When Mark, whose last name is Gilbert, wanted to ride a street bike, she insisted he take the safety course and then go on rides with her. The former trauma surgeon in her also insists on “all the gear, all the time.”
“Here was the rule: he would ride with me, only, until I said it was OK for him to ride,” Ellis said. “Then he had to ask me for permission to ride, and I had to know where he was riding.”
Gilbert, 18, has been on the track, and he’s comfortable in squirrely conditions, thanks to one-on-one training and dirt biking. And he’s a big proponent of his mom’s safety philosophy.
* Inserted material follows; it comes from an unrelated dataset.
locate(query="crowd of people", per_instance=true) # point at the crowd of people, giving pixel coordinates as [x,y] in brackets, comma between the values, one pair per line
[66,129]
“I’ve fallen on the track once, and luckily I had all my gear on,” he said. “I low-sided it going in to a turn and just slid across the pavement. If I didn’t have any gear on, I would’ve been completely covered in road rash. I always ride with full leathers and boots.”
Deep down, Ellis knows riding builds a sense of confidence, and quenches that thirst for adventure.
“It’s still a risk, every time you go out,” Dr. Ellis said. “But a 17-year-old kid is going to ride, whether you want him to or not. It empowers them.”
Yeah, she could be talking about herself, too.
Gilbert knows his mom is, well, not like other moms.
“I think it’s pretty cool she’s decided now is the time to start doing all the fun stuff,” Gilbert said. “What else do you have to do when you get to that age?”
Indeed.
Talk to Ellis for just a few minutes, and you’ll know she’s just getting warmed up.